Thursday, June 6, 2013


I don't want to be **that person**  .... the one who engages trolls but frankly, this post is more about who I am.  In a sideways fashion, it is responding to the comment I posted yesterday which appeared under my post in February about those women in India.

Yes, apparently this entire week is going to have a running theme.  Tied together, this represents my quasi-knowledge of science and the research process, advocating for others whose medical care might need a little boost by encouraging them to be more engaged patients and mostly, activism.  To steal my friend Jody's term:  ANCHORED activism.
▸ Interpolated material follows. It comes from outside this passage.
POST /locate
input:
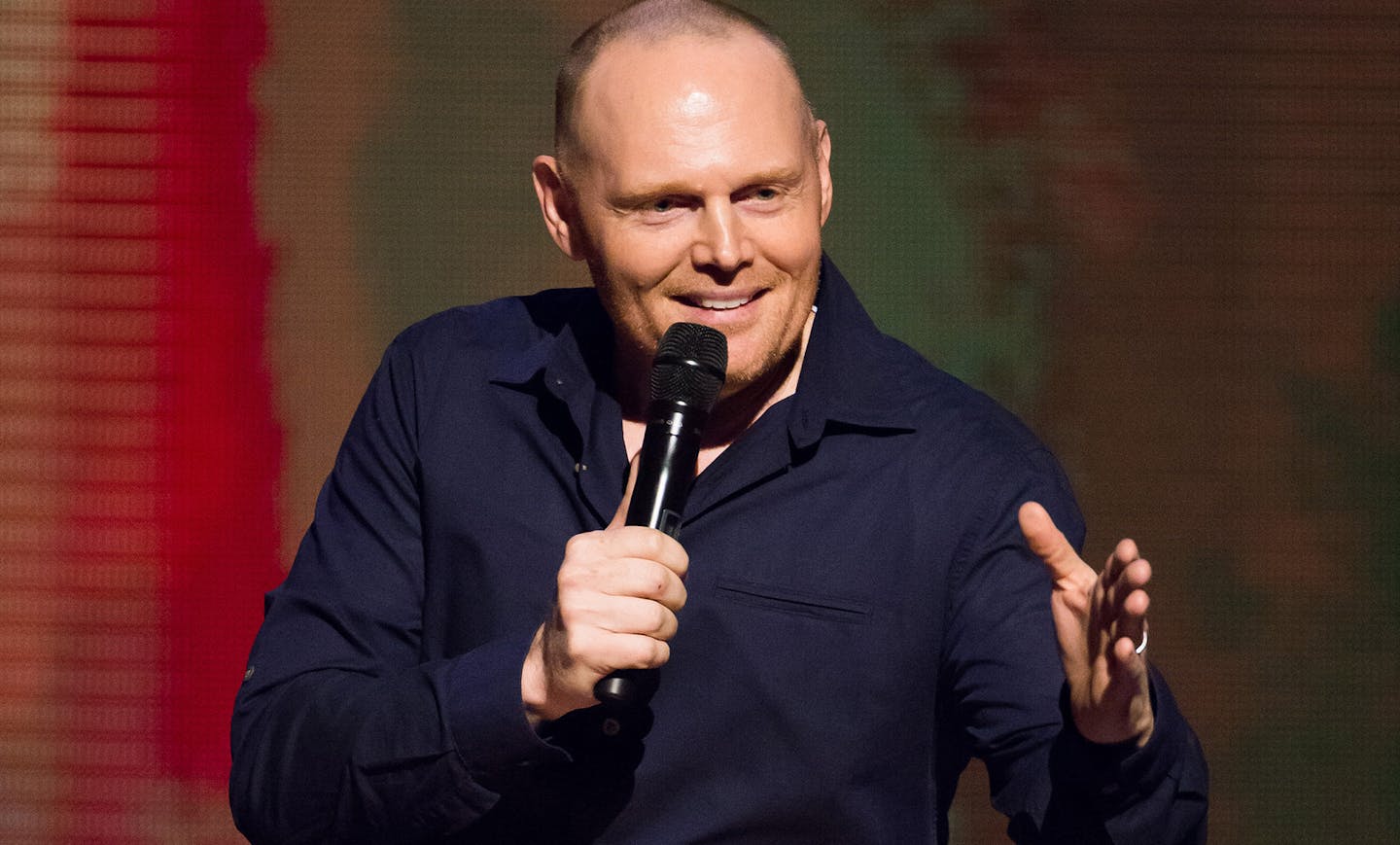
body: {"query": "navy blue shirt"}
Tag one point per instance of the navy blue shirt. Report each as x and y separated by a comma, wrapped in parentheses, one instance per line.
(862, 614)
And yes, I take offense with being referred to as an arm-chair activist.  By someone who chooses to remain anonymous in a rather obnoxious comment that doesn't address even one of the concerns I brought forward about the cervical cancer studies in India.  Why should I care about the thoughts of one person who: A-is a coward who won't identify him/herself and more importantly, B-missed the entire point?  Because.  Just because.

My posts about this study are not about the care of the women in other countries, in this case, specifically India.  There is plenty wrong with the treatment of women in many places on the globe.  I support those who are in a position to do more than I am able to do.  Physically.  I have friends on other continents working to see that gender disparities and the disparities that exist because of socio-economic issues are brought to light so that we can narrow and ultimate eliminate the gap.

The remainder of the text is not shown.